Baghdad, Iraq:
A suicide car bombing on Tuesday killed a parliament
member and 24 others in a Shi'ite neighborhood in Baghdad, according to
police and medical officials, as Islamic State attacked towns in western
Anbar province.
The third straight day of bombings in Shi'ite
parts of Baghdad and an offensive in Anbar province that saw strategic
towns threatened by Islamic State pointed to the dire security situation
in Iraq.
The blast in Baghdad, claimed by Islamic State,
occurred in the late afternoon as cars lined up to enter the affluent
neighbourhood, home to one of the holiest shrines in Shi'ite Islam, Imam
Kadhim.
Police and medics said Ahmed al-Khafaji, a member of the
Shi'ite Badr political party and a former deputy interior minister,
counted among the dead.
Five police officers were also killed, police and medical officials said.
In
a second attack, a roadside bomb killed three passersby on a busy
street in the communally mixed district of al-Qahira in northern
Baghdad, police and medical officials said.
The attack in
Kadhimiya marked the third straight day of bombings there and other
mostly Shi'ite neighbourhoods in the Iraqi capital and its outskirts.

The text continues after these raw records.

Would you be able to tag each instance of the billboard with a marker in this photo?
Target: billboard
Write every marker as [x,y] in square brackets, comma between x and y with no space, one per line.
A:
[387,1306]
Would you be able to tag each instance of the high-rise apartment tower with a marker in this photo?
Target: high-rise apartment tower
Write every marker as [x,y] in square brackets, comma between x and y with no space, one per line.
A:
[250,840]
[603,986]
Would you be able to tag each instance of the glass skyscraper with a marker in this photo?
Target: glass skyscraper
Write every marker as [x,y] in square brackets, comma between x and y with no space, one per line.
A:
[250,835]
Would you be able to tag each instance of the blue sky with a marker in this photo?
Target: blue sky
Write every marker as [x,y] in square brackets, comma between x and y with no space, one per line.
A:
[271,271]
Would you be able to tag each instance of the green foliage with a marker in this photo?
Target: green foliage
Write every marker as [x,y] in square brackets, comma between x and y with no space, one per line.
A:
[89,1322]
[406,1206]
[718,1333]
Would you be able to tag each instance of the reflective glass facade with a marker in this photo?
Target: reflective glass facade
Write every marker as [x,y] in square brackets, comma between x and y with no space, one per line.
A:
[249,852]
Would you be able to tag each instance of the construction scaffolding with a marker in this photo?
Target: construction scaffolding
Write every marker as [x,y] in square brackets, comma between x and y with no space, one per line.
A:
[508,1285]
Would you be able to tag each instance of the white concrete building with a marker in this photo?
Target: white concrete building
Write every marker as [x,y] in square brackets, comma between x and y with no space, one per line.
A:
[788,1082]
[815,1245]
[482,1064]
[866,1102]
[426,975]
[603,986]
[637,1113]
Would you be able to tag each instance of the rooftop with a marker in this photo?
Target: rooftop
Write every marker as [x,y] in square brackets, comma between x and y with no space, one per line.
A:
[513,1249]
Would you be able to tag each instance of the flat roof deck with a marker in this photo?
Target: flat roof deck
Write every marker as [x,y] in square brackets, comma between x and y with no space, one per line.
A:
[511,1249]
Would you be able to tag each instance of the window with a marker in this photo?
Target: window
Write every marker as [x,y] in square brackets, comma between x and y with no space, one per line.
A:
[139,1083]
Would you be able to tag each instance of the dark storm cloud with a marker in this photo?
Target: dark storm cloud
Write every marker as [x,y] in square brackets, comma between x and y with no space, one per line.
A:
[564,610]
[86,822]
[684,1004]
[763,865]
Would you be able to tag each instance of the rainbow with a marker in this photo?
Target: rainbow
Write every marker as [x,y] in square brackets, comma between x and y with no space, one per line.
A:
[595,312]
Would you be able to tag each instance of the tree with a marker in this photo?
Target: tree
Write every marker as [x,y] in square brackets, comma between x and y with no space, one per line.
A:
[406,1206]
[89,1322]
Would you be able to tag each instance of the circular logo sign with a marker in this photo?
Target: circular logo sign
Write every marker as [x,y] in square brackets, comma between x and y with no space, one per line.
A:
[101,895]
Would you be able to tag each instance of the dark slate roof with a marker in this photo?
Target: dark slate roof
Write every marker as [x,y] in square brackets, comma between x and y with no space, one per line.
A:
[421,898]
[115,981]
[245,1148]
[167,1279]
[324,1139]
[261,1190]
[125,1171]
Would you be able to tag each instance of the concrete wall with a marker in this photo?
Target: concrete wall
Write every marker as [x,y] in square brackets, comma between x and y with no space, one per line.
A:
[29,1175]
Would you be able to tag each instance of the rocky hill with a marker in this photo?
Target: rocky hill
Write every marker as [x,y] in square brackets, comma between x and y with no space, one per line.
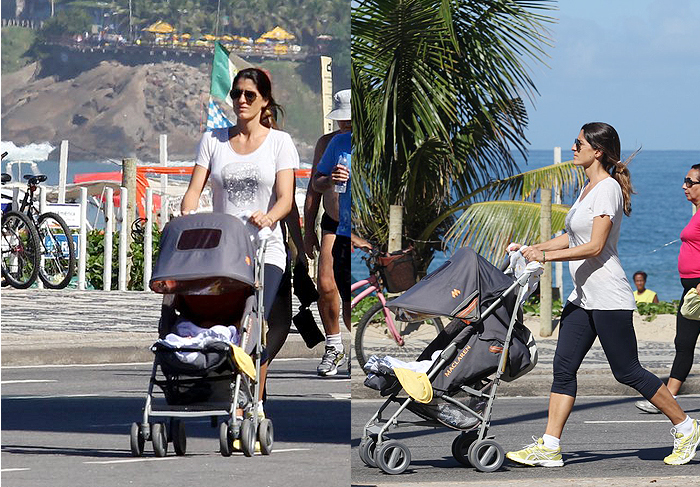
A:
[117,111]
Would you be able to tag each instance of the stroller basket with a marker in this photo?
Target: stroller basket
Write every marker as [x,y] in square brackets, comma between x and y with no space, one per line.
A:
[398,270]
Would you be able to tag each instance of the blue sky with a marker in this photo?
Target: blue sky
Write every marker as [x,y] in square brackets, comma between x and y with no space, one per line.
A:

The blasts have killed at least 77 people since Sunday.
Islamic
State, ultra-radical Sunni Muslim insurgents who have seized wide areas
of northern and western Iraq, described the bombing as targeting
Khafaji, according to the Site monitoring group.
Islamic State
seeks to establish an Islamic caliphate spanning the borders of Iraq and
Syria, where it has taken about a third of the country in the course of
its civil war.
In western Anbar province, Islamic State has
taken two towns this month in the mid-Euphrates river valley, Hit and
Kubaisa, as it continues to push eastward in hopes of taking the Haditha
Dam, where pro-government Sunnis are fighting jihadists in
collaboration with the government.
If the dam falls, Islamic
State will control much of the Euphrates water supply and will
effectively rule from the Syrian border within range of Anbar's capital
Ramadi.
In the Anbar town of Baghdadi 35 miles (56 km) southeast
of Haditha Dam, Mayor Naji Arrak warned by telephone: "Baghdadi town has
been surrounded by the Islamic State fighters since four days and
despite appeals to military commanders in Anbar to intervene, we heard
nothing."
In Amiriya Falluja, southwest of Baghdad, the area was
surrounded by Islamic State late Tuesday, according to people from the
town, who were frantically seeking to call in U.S. air strikes.
One
man said the town was surrounded from three sides by tanks and armored
vehicles. If Amiriya Falluja fell, it would create a wide opening for
Islamic State to mass for a push into Baghdad, nearly 40 km away.
The
Iraqi army has been badly damaged since the fall of Mosul, the north's
biggest city, in June when at least four army divisions faded away.
Anbar
military units have been hurting since last January when soldiers first
battled Islamic State and tribes angry at the Baghdad government in the
province's capital Ramadi and outside its sister city Falluja.